I love how Herman injects wit into her descriptions, such as this from her review of Le Galion Sortilége: ‘Boozy, lush, animalic, but lady-like, this is one of those perfumes that, to an untrained nose, might be described as ‘smelling like my grandma.’ Well, maybe if your grandma was Colette or Marlene Dietrich…’ The volume is written with a mixture of humour, historical fact and useful advice, and this is a book that any perfume lover would be delighted to read.

Publisher: The Lyons Press

At amazon.co.uk

*****

Barbara’s blog is well worth re-visiting, but you may notice the last entry was updated in 2016. This is because she had a rather exciting project up here sleeve…

Barbara Herman: ‘I launched a perfume brand — Eris Parfums. Named after the Greek goddess Eris, daughter of Nyx (Night), and one of the bad girls of Mt. Olympus with a reputation as a troublemaker and subversive, Eris has thrown down her gauntlet (or thrown her Golden Apple?) in the form of three new perfumes. I think you’ll like their inspiration: vintage floral animalics.
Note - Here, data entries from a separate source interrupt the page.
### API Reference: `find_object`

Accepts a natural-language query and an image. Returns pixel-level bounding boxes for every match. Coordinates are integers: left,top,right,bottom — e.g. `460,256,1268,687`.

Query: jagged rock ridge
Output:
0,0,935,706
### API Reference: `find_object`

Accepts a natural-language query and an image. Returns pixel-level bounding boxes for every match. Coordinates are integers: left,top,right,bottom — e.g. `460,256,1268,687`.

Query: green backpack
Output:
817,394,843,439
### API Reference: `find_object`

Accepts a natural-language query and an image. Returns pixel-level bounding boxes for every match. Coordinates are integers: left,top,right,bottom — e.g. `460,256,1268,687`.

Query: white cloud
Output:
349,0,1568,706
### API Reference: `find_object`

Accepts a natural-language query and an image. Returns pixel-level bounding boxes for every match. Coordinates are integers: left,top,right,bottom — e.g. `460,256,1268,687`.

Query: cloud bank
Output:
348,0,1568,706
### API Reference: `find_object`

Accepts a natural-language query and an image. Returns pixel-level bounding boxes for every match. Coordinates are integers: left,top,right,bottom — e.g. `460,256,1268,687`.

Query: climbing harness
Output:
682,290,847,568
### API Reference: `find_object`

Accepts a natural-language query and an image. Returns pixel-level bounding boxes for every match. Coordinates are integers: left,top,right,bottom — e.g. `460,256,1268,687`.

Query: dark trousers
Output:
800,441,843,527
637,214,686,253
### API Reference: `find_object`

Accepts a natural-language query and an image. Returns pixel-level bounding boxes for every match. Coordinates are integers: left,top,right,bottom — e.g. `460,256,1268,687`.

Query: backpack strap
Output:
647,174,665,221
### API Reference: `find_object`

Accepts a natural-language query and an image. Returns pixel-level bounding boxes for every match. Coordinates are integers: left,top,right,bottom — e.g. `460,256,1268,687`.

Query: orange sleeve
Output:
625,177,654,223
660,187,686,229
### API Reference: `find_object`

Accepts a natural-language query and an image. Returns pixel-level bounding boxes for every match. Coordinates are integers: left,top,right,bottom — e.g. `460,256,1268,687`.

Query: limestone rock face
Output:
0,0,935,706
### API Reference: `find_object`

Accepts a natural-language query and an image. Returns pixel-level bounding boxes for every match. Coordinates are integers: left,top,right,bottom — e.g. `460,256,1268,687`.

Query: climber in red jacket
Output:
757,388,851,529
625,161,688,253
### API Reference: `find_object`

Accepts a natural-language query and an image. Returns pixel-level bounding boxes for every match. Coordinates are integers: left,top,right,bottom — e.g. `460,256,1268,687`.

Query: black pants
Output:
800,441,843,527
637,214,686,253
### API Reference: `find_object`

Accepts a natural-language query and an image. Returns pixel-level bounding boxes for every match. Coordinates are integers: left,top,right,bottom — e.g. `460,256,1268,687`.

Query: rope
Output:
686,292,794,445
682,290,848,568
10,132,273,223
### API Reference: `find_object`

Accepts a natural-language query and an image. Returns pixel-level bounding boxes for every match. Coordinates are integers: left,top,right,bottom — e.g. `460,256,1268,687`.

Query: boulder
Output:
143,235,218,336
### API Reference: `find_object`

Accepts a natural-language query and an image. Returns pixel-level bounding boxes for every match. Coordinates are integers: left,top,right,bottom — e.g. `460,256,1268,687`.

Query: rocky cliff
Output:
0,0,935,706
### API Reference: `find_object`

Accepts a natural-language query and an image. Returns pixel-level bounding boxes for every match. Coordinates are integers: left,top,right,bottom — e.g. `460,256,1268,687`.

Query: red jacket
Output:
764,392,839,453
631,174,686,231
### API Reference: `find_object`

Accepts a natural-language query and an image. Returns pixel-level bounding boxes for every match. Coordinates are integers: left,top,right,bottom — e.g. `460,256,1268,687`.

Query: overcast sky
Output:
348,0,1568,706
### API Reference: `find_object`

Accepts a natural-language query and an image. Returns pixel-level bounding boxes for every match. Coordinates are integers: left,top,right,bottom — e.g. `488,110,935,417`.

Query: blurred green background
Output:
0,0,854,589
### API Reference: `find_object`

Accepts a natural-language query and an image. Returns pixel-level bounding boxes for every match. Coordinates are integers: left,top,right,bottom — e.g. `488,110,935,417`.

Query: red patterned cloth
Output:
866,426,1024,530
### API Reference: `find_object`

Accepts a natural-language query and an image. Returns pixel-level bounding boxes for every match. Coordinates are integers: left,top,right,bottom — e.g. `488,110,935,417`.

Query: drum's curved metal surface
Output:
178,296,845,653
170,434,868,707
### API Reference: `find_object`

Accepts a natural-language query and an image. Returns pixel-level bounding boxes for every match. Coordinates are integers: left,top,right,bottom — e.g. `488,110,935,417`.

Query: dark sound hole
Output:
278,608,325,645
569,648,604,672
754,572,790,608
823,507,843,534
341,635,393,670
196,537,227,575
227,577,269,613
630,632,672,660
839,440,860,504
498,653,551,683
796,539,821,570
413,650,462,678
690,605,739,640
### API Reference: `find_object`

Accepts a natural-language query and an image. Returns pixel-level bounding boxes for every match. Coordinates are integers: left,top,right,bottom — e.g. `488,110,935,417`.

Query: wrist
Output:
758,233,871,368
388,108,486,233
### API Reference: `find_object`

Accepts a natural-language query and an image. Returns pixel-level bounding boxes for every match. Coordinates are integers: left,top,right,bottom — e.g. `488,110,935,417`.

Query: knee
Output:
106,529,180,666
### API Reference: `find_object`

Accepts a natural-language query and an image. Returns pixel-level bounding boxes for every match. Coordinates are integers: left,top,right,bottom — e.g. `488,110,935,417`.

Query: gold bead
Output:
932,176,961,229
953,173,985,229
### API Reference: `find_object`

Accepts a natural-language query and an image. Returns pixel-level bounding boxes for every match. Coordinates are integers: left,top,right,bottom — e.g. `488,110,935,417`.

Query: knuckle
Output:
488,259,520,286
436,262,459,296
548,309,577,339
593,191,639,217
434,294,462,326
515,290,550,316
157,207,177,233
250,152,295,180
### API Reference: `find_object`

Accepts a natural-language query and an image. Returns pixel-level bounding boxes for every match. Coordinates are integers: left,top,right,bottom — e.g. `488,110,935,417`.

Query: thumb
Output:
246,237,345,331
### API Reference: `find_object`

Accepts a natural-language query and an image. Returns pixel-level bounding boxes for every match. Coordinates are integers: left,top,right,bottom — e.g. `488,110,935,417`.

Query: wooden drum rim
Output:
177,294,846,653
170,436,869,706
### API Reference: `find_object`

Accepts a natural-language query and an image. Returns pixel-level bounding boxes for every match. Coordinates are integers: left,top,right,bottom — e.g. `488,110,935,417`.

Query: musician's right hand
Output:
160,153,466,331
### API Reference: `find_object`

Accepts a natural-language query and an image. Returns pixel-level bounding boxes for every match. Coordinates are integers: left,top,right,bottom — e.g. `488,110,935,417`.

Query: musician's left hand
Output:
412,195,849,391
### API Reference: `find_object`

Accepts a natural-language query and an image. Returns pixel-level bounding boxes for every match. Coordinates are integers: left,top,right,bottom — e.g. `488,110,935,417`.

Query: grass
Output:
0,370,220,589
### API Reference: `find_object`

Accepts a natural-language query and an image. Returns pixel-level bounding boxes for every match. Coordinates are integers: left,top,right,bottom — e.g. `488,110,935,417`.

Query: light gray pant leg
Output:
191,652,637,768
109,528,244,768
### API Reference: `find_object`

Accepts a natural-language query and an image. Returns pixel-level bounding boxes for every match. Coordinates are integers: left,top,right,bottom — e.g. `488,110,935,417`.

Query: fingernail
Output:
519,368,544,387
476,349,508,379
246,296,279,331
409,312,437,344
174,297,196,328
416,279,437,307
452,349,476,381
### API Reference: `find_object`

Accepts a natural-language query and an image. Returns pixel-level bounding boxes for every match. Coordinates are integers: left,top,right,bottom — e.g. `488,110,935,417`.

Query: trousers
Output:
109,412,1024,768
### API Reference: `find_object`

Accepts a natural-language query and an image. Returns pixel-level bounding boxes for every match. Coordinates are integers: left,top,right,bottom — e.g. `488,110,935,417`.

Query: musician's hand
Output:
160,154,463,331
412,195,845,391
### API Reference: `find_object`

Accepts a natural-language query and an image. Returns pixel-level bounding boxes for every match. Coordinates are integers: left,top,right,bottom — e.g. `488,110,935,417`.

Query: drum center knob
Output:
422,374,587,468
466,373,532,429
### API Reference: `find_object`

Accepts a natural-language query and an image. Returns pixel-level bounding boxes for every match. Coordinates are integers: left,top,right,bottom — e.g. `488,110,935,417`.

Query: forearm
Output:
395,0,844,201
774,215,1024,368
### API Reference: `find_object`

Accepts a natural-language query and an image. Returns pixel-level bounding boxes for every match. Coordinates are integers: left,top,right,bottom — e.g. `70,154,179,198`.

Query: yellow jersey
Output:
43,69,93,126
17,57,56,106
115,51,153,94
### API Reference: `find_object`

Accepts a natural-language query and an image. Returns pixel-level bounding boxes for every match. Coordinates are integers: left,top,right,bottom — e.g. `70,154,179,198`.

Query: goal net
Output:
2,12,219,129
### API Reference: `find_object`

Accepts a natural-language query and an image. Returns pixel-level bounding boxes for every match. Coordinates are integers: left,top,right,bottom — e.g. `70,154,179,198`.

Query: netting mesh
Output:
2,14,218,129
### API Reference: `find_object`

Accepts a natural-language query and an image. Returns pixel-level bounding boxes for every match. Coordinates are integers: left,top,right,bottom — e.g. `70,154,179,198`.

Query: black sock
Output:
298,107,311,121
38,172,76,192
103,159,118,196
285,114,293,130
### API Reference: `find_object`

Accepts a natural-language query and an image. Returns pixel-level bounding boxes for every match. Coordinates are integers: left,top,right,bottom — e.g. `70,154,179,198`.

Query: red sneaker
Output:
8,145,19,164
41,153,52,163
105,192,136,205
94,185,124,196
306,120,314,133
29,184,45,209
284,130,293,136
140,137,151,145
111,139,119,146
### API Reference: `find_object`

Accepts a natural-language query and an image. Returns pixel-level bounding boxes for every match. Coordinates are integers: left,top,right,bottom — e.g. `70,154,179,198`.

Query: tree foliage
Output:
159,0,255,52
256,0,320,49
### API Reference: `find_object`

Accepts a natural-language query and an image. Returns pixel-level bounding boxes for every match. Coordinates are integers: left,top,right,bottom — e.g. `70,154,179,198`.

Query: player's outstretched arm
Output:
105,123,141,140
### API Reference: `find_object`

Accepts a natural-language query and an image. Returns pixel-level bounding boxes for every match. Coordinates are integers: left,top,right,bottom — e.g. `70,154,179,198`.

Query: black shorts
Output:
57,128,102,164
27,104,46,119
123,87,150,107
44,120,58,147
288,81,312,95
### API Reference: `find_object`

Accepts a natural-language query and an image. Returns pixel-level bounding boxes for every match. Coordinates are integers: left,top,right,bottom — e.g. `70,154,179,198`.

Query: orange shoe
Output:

Belle de Jour, Night Flower, and Ma Bête were each composed by perfumer Antoine Lie (Tom Ford, Givenchy, Comme des Garçons, Etat Libre d’Orange, et al) and each are a take on vintage perfume styles but with a modern twist. I really love them and I hope you do, too!’ And there’s now a fourth fragrance in the collection – Mx.

Having had the pleasure of sampling each of the fragrances, I can confirm that those of with a penchant for vintage will get a real kick out of these. My favourite has to be Ma Bête – ‘(My Beast) caresses you with the suggestiveness of perfumed fur. A collision of the floral and the animal, MA BÊTE combines a regal Tunisian Neroli with spices and a 50 percent overdose of Antoine Lie’s own animalic cocktail.’

‘Ma Bête is a fierce beast with raunchy elegance.’ – Antoine Lie

Whether reading about delightfully subversive scents or wanting to douse yourself in their forbidden essence, this season is an excellent time to slip into your most fabulous gown and exude dangerous glamour, don’t you think?